De ello hace ya un jurgo de años, pero lo recuerdo como si fuera ayer. Nos fuimos muy temprano, a la catedral de Santa Clara, lugar donde suponíamos se centrarían las actividades religiosas de ese día. La neblina inundaba las calles al amanecer y una brisa fría nos hacía tiritar, pero podía más, no tanto la fe de adolescentes, sino las ansias de ver el espectáculo.
Por el camino nos encontramos a María, la madre de Jesús, dolorosa y lacrimosa por la pérdida de su Hijo. La llevaban los nazarenos en un anda cubierta de flores rojas, hacia la plazuela Almeida. Era impresionante ver el dolor de la Virgen María. Detrás de ella, el discípulo amado, San Juan, cuidándola, protegiéndola, cumpliendo el encargo que le había hecho Jesús en la cruz: “Hijo, ahí tienes a tu madre”. Como quien dice: Cuídala, protégela.
La Verónica, con su velo en el que había quedado impregnado el rostro de Jesús, cogió hacia la iglesia del Carmen. Pedro y otros apóstoles se dirigieron rumbo a Las Nieves. En la catedral sólo quedaban María Magdalena y algunas viejitas de pañolón negro y plegarias en los labios.
A las siete en punto de la mañana comenzó la ceremonia. Los nazarenos, vestidos de morado, su hábito penitencial, se pusieron mosca. Había que cumplir a cabalidad con los ritos del Domingo de Pascua. A la señal del capitán, María Magdalena, llorosa y con sus frasquitos de perfume en la mano, se dirigió hacia el Humilladero, lugar donde reposaba el cadáver de Jesús.
Llegó, y ¡oh, sorpresa! La tumba estaba abierta. Algunos policías adormilados y gente de la Defensa Civil, que por allí estaban, no supieron dar razón alguna. Entonces la Magdalena, a paso rápido, con la rapidez de los cargueros, se dirigió a darles la fatal noticia a Juan y a María, que ya venían también hacia El Humilladero: “Se han robado el cuerpo de Jesús”.
Y ahí fue cuando empezaron las carreritas de San Juan. Se les adelantó, corriendo, a las dos Marías. Llegó al cementerio, agitado, y agitados los que lo cargaban. En efecto, la tumba estaba vacía. De tres zancadas, las zancadas de los nazarenos, bajó las gradas del Humilladero y corrió a buscar a Pedro.

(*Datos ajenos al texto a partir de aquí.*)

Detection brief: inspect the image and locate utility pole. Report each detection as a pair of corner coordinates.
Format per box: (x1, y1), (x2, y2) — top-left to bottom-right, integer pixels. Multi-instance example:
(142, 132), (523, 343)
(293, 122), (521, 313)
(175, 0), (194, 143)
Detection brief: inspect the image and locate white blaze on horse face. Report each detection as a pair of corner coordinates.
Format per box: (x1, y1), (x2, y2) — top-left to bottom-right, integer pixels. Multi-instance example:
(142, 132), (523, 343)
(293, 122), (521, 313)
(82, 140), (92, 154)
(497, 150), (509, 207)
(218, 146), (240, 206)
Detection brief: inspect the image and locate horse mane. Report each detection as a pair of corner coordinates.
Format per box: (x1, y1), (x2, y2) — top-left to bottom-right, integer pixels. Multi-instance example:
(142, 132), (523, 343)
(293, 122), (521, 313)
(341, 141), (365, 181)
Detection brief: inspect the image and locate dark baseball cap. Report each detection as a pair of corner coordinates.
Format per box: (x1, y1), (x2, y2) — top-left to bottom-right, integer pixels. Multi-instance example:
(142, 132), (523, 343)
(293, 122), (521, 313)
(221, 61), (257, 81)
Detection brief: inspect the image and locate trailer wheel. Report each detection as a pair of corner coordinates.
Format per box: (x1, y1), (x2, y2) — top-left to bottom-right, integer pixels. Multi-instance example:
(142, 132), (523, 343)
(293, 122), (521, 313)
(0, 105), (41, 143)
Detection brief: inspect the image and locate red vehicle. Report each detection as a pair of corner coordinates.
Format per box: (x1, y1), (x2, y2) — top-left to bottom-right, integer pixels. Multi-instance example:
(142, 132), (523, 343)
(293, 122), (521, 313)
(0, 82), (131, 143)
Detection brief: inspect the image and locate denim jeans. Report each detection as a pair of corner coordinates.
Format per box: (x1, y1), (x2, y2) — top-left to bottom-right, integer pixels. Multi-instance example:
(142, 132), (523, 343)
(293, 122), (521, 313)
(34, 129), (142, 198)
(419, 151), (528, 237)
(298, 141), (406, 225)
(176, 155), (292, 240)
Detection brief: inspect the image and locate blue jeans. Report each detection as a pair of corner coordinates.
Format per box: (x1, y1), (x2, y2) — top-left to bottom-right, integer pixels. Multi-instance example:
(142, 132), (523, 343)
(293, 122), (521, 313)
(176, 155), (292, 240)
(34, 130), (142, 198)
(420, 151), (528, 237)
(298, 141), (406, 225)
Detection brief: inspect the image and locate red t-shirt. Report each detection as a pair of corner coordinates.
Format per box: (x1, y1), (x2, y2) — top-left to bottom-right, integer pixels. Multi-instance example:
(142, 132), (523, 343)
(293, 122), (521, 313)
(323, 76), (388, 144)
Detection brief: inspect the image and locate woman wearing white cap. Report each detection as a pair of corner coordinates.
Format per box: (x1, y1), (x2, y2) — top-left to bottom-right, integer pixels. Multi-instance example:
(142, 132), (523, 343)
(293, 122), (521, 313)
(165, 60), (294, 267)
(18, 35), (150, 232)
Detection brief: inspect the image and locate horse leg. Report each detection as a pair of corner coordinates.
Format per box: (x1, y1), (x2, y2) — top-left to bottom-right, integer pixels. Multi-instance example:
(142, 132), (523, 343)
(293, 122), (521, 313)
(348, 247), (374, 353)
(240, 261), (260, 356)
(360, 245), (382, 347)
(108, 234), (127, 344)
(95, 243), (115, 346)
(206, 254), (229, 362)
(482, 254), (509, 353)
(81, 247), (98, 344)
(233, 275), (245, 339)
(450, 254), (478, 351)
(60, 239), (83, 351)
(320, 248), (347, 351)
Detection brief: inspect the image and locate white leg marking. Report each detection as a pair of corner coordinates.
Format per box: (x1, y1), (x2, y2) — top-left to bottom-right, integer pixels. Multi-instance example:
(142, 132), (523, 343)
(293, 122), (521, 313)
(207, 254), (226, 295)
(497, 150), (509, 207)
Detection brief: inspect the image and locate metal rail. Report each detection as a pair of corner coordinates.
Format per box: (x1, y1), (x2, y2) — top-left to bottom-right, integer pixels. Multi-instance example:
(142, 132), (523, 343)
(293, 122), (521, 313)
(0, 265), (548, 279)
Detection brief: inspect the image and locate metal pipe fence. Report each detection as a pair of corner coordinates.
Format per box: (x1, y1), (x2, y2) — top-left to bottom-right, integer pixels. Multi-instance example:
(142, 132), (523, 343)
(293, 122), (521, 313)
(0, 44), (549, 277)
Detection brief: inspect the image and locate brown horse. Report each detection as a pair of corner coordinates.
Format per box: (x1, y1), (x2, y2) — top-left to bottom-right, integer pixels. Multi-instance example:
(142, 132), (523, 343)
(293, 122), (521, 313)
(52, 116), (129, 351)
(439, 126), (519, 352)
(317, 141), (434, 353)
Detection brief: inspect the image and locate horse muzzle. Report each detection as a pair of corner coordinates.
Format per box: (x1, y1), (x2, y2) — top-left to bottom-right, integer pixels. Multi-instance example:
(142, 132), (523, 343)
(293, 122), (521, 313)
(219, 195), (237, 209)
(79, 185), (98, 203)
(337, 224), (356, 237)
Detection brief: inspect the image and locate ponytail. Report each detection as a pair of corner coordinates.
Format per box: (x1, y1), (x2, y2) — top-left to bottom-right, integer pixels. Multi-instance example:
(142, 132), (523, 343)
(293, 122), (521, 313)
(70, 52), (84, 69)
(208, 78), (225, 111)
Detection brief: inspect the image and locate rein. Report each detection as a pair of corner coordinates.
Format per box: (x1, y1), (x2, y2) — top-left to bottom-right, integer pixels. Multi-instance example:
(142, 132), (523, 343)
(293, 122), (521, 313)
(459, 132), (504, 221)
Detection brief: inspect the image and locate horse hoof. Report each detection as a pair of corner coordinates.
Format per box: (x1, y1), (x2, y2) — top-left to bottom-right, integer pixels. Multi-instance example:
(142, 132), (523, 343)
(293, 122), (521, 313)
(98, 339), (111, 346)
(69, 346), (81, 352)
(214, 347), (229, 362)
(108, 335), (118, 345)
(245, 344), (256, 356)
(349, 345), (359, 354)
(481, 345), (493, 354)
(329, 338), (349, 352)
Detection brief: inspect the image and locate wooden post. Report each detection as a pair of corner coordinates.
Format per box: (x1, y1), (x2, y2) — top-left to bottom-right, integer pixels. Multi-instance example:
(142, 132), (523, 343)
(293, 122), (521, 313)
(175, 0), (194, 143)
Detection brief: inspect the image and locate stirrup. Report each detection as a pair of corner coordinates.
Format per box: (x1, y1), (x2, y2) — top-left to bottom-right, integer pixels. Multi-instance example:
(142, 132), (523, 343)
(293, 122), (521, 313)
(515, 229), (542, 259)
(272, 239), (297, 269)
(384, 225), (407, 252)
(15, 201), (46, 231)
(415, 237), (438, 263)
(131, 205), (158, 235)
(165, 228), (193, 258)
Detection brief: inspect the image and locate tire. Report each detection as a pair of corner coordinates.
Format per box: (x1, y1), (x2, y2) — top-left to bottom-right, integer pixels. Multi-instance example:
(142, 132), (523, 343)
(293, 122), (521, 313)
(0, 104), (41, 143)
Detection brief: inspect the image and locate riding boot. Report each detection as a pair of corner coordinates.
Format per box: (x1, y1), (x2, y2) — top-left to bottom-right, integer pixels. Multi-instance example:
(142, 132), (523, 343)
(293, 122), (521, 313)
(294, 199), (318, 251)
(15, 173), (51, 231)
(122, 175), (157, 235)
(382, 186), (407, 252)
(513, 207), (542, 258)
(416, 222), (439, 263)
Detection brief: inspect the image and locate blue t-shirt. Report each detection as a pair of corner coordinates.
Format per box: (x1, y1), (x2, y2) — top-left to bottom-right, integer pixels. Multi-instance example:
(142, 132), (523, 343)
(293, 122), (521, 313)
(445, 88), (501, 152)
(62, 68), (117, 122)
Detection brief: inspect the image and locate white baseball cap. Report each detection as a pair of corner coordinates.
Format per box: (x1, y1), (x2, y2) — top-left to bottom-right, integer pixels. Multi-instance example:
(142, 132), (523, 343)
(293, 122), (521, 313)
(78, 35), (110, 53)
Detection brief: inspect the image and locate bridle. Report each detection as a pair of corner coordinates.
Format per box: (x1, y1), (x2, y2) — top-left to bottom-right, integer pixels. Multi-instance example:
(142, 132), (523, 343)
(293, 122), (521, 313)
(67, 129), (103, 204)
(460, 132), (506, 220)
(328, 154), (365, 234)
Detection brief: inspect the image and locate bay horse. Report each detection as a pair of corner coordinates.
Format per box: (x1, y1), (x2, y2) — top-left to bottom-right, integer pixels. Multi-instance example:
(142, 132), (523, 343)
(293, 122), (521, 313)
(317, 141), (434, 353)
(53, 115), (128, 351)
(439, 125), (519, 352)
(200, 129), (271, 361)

Pero Pedro no podía correr. Los años no lo dejaban. A Juan eso no le importó y corrió a donde Verónica y las santas mujeres que ya bajaban de la iglesia del Carmen. Con sobresalto les contó lo que acababa de ocurrir, y ellas también corrieron, pero Juan, todo lleno de vigor y de juventud, las dejó regadas.
Poco a poco se fueron congregando todos los pasos en el atrio del Humilladero, pero fue Magdalena la que primero lo vio. Adentro de la ermita estaba el Señor, resucitado, de blanco, sonriente, con una banderita en la mano, y las cicatrices de los clavos en manos y pies. A ella la regañó Jesús: “¿Por qué me buscáis entre los muertos? ¿Acaso no sabíais que estoy vivo?”. La Magdalena salió y les dijo a sus amigos: “Ha resucitado. Ha resucitado”.
Y del Humilladero fue saliendo la imagen victoriosa de Jesús Resucitado, el que había vencido a la muerte. Las viejitas de pañolón negro lo recibieron con vivas y aplausos, repicaron las campanas del Humilladero y de las otras iglesias. Hubo pólvora y, vueltos unas pascuas, empezaron la procesión con el Resucitado por las calles de la ciudad mitrada. La fiesta había comenzado.
Sin embargo, algo llamó nuestra atención. El San Juan que ahora iba en la procesión era distinto del que había comenzado a correr. Indagamos qué había pasado y el cura de Las Nieves nos dijo: “Por ir corriendo, San Juan se cayó. Un nazareno carguero se enredó en su túnica y al suelo fue a dar. La imagen perdió el equilibrio y también cayó”. Afortunadamente encontraron otro San Juan que lo reemplazó rápidamente. Los heridos, Juan y el nazareno, fueron atendidos en la sacristía de Las Nieves, pero las carreritas siguieron con otro santo más descansado.
Nosotros, por ir corriendo detrás de San Juan, llegamos tarde al internado y nos quedamos sin desayuno, sin el tamal y el chocolate de ese Domingo de Pascua. Por eso es que nunca olvido el hermoso espectáculo de las carreritas de San Juan.